Best Value Shiraz Tasting 2019 – Results
By Christian Eedes, 2 July 2019
Results of the Best Value Shiraz Tasting aimed at finding the best examples of this variety costing between R60 and R120 a bottle are now out
The top five wines were as follows:
It’s impossible to know when Shiraz first arrived in South Africa. Some believe it was with Simon van der Stel in the late 1600s; others claim that James Busby, the ‘father’ of Australian and New Zealand wine, offloaded some cuttings here while en route to New South Wales in the 1840s. It doesn’t really matter either way given that the first record of Shiraz being planted here was only in the late 1890s (on an experimental basis at Groot Constantia). By 1978 there were still only 20 Shirazes being made, and in 1992 we still only had about 900 hectares planted.
A mere four decades later, Shiraz is South Africa’s second most widely planted red variety after Cabernet Sauvignon (fifth overall, after Chenin Blanc, Colombard, Cabernet and Sauvignon Blanc). There are almost 9,500 hectares planted, accounting for 10.2% of total land under vine. Shiraz’s rise both in terms of plantings and popularity has been nothing short of meteoric, and it’s arguably our most exciting red wine variety from a value-for-money point of view.
It’s something of a chameleon grape, capable of producing wines ranging from fairly light and fresh (even austere) to rich and ripe (even jammy). Producers often claim that their use of the name ‘Syrah’ indicates wines made in the more elegant ‘Rhone’ style rather than the blockbuster ‘Aussie’ style, but this is definitely not always the case. Generally speaking, though, South African Shiraz does sit somewhere in between the two extremes.

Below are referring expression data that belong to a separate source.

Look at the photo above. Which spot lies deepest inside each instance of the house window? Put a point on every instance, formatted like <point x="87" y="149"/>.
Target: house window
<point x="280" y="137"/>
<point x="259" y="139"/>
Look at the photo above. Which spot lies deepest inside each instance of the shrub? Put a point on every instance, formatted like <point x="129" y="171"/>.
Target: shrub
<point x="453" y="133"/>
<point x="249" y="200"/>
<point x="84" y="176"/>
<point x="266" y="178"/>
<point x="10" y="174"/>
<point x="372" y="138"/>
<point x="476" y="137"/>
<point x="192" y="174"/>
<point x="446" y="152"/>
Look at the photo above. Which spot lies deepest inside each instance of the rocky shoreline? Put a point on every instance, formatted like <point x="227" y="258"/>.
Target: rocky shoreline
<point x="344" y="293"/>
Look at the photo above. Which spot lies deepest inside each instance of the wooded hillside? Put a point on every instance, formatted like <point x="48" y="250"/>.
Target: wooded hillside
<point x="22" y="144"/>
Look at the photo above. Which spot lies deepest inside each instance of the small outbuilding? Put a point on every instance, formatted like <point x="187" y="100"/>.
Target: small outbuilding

‘It’s the wine I always recommend to consumers who claim they like Merlot,’ said roaming chair James Pietersen, sales manager at Wine Cellar, while briefing the judges tasked with finding the best of the Best Value submissions. ‘Whether made in a lighter, fresher or darker, richer style, it generally has a soft juiciness about it, along with some spice.’
As a panel, we set out to find delicious table wines for everyday enjoyment, and on the whole we were really pleased with the quality. Perhaps expecting ‘value’ wines to be more in the ripe, extracted, Aussie mould, we were delighted to see a lot of freshness, and oak was generally well handled, allowing the inherent fruit spice to shine rather than being masked by overt mocha or vanilla flavours.
Most of the submissions were from the 2017 or 2018 vintages, clearly made with the intention of offering early drinking pleasure. However, we also had a few 2016s and 2015s – and even a 2014 that was a contender for a Top Five position. From Darling to Devon Valley, Tulbagh to Worcester, the Cape winelands were well represented, and it came as no surprise to discover that our top wine was from the Swartland, home to over a fifth of South Africa’s Shiraz vineyards.
The wines were tasted blind by a three-person panel consisting of Joanne Gibson (freelance wine journalist and Platter’s taster, with a WSET Level 4 Diploma in Wines & Spirits), Ndaba Dube (Blaauwberg Beach Hotel F&B manager, a graduate of the Michael Fridjhon Wine Judging Academy) and Trizanne Barnard (winemaker, owner of Trizanne Signature Wines).
Scoring was done according to the 100-point quality scale, with the top-scoring wines going through to a second round of blind tasting and discussion with roaming chair James Pietersen. In other words, the final results do not merely reflect arithmetic averaging.